Each time you meet one of your goals, you click a big, satisfying checkmark. It is also social, so you can see who else has completed the goal recently. You can even connect to friends — although this only works if you have friends using Lift, and I apparently don’t. I assume this helps ratchet up the peer pressure.

I’m not clear on how the social aspect is supposed to play out. I haven’t seen much of it. That may be partly because I don’t have any friends using Lift, but it may also be because people just aren’t using it that way. I don’t see much social activity on any of the other goal completions. Maybe props and comments aren’t public, or maybe people just aren’t using the social features very much. I don’t think I need the peer pressure or social engagement, but I would like to see how they work.

Lift’s gamification of habit-forming reminds me of games like Farmville that require regular — if not near-constant — maintenance. Those games are obviously highly addicting. Lift is not exactly a game, but clicking that big, green button with a check mark on it tickles the same place in your brain. It is just enough to draw you back so you can click the button again and again.

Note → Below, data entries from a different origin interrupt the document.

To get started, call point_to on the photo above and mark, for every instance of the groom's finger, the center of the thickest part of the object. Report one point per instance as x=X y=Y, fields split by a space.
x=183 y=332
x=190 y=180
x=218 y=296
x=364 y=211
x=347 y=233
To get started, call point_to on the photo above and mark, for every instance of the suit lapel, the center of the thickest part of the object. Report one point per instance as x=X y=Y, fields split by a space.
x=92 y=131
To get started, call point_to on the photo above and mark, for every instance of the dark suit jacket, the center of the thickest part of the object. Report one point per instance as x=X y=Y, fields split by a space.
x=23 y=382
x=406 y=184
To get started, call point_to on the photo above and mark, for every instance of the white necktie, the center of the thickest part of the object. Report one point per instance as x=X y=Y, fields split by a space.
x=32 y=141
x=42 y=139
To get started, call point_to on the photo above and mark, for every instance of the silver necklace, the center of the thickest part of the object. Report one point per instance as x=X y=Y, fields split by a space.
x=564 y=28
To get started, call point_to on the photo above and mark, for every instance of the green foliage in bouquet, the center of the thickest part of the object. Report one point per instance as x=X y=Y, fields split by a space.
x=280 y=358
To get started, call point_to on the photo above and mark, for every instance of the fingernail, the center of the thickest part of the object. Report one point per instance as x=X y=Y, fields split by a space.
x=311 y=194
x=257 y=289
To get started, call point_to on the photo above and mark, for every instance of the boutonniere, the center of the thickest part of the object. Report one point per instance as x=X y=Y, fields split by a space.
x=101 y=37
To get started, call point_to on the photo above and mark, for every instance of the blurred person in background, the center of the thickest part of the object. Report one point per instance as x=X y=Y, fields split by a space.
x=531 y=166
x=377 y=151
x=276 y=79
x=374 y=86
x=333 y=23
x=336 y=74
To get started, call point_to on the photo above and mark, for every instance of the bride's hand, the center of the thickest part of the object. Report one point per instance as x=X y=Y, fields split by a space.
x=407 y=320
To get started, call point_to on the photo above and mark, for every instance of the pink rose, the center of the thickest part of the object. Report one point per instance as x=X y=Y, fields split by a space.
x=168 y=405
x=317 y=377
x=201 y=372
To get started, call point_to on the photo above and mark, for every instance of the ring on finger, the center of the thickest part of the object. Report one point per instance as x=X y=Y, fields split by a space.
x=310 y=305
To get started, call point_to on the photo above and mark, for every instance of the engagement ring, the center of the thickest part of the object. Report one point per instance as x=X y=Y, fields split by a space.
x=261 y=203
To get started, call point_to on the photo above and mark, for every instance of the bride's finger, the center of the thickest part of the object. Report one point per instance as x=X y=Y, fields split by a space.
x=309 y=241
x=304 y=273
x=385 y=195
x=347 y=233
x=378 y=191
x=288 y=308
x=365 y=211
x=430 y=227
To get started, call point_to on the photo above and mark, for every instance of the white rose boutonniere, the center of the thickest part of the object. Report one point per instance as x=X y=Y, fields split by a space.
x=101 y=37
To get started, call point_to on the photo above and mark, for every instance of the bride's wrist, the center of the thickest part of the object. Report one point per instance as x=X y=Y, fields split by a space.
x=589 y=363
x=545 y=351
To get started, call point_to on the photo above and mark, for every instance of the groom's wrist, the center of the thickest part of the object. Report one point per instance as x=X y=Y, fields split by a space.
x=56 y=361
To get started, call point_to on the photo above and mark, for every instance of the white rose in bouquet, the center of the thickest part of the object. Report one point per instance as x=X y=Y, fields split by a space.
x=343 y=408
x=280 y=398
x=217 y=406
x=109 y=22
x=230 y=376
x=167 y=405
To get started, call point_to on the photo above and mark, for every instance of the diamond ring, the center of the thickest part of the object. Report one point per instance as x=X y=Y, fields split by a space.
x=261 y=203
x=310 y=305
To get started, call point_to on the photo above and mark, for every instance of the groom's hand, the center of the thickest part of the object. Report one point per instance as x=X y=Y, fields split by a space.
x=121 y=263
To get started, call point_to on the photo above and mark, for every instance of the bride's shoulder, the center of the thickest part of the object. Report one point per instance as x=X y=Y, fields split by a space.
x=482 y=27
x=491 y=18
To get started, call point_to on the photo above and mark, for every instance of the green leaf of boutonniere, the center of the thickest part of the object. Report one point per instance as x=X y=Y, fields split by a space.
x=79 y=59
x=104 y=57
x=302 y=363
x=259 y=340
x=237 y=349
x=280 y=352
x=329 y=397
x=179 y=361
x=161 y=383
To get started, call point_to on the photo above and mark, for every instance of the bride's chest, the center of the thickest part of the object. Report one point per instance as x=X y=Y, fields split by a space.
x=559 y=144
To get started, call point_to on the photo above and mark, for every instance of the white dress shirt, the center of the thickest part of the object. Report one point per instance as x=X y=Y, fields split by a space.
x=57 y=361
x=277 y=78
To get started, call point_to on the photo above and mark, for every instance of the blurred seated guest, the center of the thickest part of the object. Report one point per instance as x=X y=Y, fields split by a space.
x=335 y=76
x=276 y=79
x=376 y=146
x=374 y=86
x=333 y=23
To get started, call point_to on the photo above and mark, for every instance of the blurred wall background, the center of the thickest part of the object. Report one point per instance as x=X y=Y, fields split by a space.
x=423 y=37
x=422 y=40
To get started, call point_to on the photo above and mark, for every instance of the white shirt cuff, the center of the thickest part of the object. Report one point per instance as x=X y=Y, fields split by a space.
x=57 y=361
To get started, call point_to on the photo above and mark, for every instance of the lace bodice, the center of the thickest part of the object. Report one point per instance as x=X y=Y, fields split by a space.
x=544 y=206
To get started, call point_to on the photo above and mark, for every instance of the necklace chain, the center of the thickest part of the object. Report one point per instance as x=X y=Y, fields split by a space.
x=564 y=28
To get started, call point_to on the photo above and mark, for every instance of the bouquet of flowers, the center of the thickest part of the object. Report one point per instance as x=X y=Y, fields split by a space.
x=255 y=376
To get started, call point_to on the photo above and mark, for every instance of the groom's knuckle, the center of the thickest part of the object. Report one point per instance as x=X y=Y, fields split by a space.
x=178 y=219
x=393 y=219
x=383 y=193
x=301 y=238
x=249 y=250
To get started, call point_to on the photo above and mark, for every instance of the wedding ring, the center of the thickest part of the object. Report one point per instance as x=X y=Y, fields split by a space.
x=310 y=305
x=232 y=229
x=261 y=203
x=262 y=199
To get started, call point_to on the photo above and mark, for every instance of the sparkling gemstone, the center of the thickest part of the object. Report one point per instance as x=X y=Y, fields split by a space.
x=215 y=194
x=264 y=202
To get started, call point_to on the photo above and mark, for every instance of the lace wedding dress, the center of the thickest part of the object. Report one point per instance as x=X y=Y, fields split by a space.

So far, I have been using Lift for a few days. That is obviously not long enough to form any habits, but seeing it on my iPhone’s home screen is enough to remind me that I need to address my goals. All I really need is a gentle nudge, and so far, that has been enough. If you need more nagging, Lift lets you set reminders for each goal for specific days and times.

Nothing will make you do something you don’t want to do, but if all you need is a little nudge, Lift might be just the thing.